Les ruines de la ville antique, détruite par les Vandales au ve siècle de l'ère chrétienne, furent investies par les armées françaises en janvier 1838 lors de la conquête peu après la chute de Constantine. Repoussées lors d'une première tentative par voie terrestre en provenance de Constantine, les troupes françaises étaient entrées par la baie de Stora, un ancien comptoir phénicien dont l'histoire remonte à 1000 av. J.-C., devenue plus tard le port de pêche de Skikda, et installèrent leur quartier général sur l'emplacement actuel de l'hôpital, situé en hauteur, pour faire face à la résistance armée des tribus des environs. La ville fut rebaptisée Fort de France du nom du navire qui permit le débarquement des Français dans la baie, puis Philippeville en hommage au roi Louis-Philippe. Elle conservera ce nom jusqu'en 1962.

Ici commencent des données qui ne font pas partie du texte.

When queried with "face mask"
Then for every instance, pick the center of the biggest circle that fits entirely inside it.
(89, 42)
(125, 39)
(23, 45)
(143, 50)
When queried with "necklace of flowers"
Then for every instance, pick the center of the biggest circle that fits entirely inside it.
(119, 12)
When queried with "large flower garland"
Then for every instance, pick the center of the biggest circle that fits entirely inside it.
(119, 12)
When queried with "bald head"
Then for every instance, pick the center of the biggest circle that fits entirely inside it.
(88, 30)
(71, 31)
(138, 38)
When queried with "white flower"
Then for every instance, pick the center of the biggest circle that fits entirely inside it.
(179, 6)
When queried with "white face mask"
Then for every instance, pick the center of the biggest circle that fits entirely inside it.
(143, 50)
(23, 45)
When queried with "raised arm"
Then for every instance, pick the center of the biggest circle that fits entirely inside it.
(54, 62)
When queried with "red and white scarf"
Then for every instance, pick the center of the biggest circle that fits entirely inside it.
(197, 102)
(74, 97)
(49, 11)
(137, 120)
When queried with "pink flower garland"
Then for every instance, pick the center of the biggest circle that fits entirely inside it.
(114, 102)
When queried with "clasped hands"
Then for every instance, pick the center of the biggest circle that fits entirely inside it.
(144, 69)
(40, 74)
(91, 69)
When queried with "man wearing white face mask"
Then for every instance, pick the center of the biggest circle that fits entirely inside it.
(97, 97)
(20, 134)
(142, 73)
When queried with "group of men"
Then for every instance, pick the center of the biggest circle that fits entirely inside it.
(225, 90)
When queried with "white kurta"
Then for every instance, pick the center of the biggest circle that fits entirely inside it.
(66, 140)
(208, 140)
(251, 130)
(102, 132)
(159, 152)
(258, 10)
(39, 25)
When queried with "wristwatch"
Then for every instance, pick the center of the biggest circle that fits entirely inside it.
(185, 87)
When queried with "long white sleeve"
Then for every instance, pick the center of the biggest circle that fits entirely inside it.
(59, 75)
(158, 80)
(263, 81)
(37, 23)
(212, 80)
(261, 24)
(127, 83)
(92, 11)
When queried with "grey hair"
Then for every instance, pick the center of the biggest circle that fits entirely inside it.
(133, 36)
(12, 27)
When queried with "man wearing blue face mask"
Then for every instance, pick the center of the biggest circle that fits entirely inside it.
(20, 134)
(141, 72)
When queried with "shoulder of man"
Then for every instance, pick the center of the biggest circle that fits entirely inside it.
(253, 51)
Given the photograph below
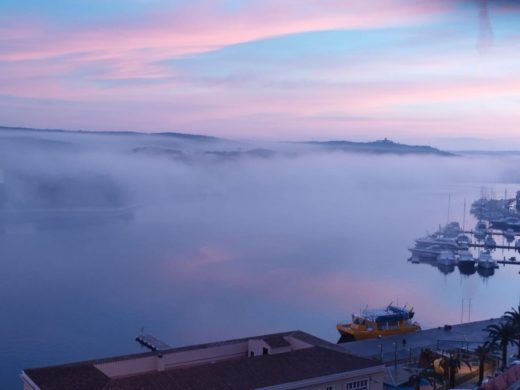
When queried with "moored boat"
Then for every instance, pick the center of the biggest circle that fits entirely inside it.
(369, 324)
(486, 261)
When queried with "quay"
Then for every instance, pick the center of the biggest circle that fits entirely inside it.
(400, 347)
(400, 352)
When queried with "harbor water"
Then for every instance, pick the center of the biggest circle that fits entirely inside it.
(231, 250)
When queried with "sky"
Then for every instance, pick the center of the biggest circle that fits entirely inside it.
(419, 70)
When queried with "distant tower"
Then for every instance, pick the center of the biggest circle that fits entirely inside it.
(2, 188)
(486, 35)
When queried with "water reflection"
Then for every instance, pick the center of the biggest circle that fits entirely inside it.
(249, 247)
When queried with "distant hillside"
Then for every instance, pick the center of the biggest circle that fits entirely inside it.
(379, 147)
(183, 136)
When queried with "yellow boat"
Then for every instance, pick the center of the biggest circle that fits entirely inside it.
(370, 324)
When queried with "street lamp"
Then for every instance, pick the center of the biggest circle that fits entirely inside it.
(395, 355)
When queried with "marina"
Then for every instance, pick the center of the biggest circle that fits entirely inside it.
(472, 250)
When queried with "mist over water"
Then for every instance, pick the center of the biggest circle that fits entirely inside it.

C'est en négociant avec les tribus hostiles des environs, notamment les puissantes confédérations guerrières des Béni Mehenna et des Béni Béchir, que les Français purent occuper, en premier lieu, une des deux rives de l'oued Saf-Saf (l'antique Thapsus) qui coupe les deux vallées sur lesquelles se trouve la ville actuelle. Les Français négocièrent également les hauteurs de Bouabbaz en échange de la construction de la Mosquée de Sid-Ali el-Adib en 1840 sur l'autre versant de la ville faisant face au lieu. Cette mosquée, du nom d'un saint d'origine syrienne venu de Béjaïa du nom de Sayyidi Ali al-Adib al-Qaysi, est aujourd'hui la plus ancienne de la ville.

Autrefois région à forte vocation agricole et touristique, Skikda est devenue l'un des bastions de l'industrie pétrolière du pays puisqu'elle abrite une plateforme pétrochimique qui comprend deux raffineries de pétrole, deux centrales électriques, un terminal de gazoduc et un d'oléoduc, deux unités de liquéfaction de gaz et une unité chimique de polymères. Le tout s'étend sur une surface de plus de 1 500 hectares.